Israelis, of course, noticed this. Netanyahu's political opponents, particularly on the center and left, have bashed him for undermining the US-Israel relationship. Forty-one percent of Israelis said relations with the US were "not good" in Mitvim's poll — more than twice as many who said that in last year's poll.
To make matters worse, Netanyahu didn't actually stop the Iran deal. The deal is widely unpopular in Israel, and especially unpopular on the Israeli right. The Mitvim poll found that 58 percent of Israelis believe Netanyahu failed in his efforts to block a deal. No one was left satisfied with the way Netanyahu's foreign policy went down on the top issues of 2015.
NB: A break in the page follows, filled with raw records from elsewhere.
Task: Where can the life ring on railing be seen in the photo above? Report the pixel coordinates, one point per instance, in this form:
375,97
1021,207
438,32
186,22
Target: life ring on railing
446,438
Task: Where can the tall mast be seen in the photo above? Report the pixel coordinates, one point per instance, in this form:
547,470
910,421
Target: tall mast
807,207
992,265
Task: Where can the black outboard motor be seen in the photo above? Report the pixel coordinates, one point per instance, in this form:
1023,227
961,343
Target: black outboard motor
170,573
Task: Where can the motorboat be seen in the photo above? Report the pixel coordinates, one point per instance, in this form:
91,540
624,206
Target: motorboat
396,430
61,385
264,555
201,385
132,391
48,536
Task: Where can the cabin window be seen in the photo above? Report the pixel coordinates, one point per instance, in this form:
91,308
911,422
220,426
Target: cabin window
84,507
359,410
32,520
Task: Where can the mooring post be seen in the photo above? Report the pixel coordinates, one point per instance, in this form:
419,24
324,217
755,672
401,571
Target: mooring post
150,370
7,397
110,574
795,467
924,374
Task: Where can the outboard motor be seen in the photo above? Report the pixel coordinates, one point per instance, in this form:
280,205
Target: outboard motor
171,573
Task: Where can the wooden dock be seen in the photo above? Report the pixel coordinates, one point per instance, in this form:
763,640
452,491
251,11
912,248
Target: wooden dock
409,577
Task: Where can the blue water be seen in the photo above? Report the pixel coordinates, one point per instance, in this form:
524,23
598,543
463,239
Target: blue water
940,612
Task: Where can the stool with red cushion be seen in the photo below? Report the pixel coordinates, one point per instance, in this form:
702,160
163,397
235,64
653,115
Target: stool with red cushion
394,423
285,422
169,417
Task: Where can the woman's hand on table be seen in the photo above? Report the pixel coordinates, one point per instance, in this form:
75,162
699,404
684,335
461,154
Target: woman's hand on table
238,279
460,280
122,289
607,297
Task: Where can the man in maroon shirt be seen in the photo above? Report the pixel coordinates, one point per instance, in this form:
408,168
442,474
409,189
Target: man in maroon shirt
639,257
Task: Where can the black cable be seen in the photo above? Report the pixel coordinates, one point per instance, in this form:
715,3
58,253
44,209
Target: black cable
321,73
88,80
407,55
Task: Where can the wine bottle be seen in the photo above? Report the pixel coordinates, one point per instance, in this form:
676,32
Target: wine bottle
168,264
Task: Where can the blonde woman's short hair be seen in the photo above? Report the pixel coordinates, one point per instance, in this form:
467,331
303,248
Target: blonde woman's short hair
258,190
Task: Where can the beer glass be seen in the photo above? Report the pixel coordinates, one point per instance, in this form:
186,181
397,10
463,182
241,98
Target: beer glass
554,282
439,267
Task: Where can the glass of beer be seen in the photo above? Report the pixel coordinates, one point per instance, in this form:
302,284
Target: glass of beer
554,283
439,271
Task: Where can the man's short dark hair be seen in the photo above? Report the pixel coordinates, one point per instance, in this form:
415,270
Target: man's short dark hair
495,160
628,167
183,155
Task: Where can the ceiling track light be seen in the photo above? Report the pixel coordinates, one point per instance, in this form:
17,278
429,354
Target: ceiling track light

So it makes sense that a huge number of Israelis would swing against Netanyahu's foreign policy: He's essentially failed everyone. "This isn't surprising at all," Michael Koplow, the policy director at the Israel Policy Forum, says of the poll results. "He hasn't gone far enough to mollify either the hawks or the doves, and he sits somewhere in the muddy middle. And nobody's happy."
The silver lining for Netanyahu
If there's one piece of good news in the poll for Netanyahu, it's this: He's still the most trusted Israeli leader on foreign policy.
Mitvim asked the poll respondents which Israeli leaders stood out on foreign policy issues; Netanyahu came in first, with 21 percent citing him as the standout. Two right-wing members of the Knesset, Education Minister Naftali Bennett and former Foreign Minister Avigdor Liberman, tied for second with 17 percent. The leader of the opposition, the Labor Party's Isaac Herzog, received only 5 percent of the Israeli public's endorsement.
So despite an objectively awful foreign policy year for Netanyahu, Israelis still see him as their country's best choice for dealing with the world. That illustrates just how little faith Israelis have in their current crop of political leaders.
"This is the same reason [Netanyahu] keeps on getting elected: People think there's no other viable alternative," Koplow says. "It doesn't mean that people are happy with him. They just don't see anyone else who's going to do a good job."